Energy balance and irrigation performance assessments in lemon orchards by applying the SAFER algorithm to Landsat 8 images

Abstract

In the semiarid conditions of the São Francisco River Basin, Brazil, irrigated fruit crops are replacing natural vegetation, being lemon highlighted by incentives for the national and international markets. This paper aimed to support the rational water management of lemon orchards under different irrigation systems under these conditions. We present a methodology based on the use of the visible and near infrared images from Landsat 8 (L8) satellite together with weather and actual yield data (Ya), to assess the energy balance components and irrigation performance indicators (IPI) by applying the SAFER (Simple Algorithm for Evapotranspiration Retrieving) in six commercial farms under different irrigation systems inside the basin in the northern Minas Gerais state, Southeast Brazil. The ET rates averaged 2.7 mm d−1, 2.9 mm d−1, and 3.7 mm d−1, for drip, micro sprinkler, and pivot irrigated orchards, respectively.

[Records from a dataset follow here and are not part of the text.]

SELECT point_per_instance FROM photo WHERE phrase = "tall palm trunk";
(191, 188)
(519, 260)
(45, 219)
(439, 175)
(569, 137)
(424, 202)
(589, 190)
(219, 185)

The evaporative fraction (latent heat flux by the available energy) reached above 1.00 for localized irrigation (drip and micro sprinkler), and 1.30 for pivots, during the lemon phenological stages from fruit growth to harvest peaks. Pivot irrigation systems were not recommended under the semi-arid conditions, due to large water direct evaporated from the soil and air close to the surface. For drip and micro sprinkler irrigated orchards, crop coefficient curves were modeled based on the accumulated degree-days (DDac) to estimate lemon crop water requirements. Drip irrigated orchards presented better water productivity levels being recommended together with deficit irrigation strategies which could allow good lemon yields with saving water savings. The most important findings of the current research are that the SAFER algorithm can be applied to estimate crop ET with satellite images without the thermal bands which together with modelled Ya data, irrigation assessments can be carried out at high spatial resolution following the principles of precision agriculture. For replication of the methods in other regions, simple calibrations of the modelling equations can be performed to infer the specific environmental conditions.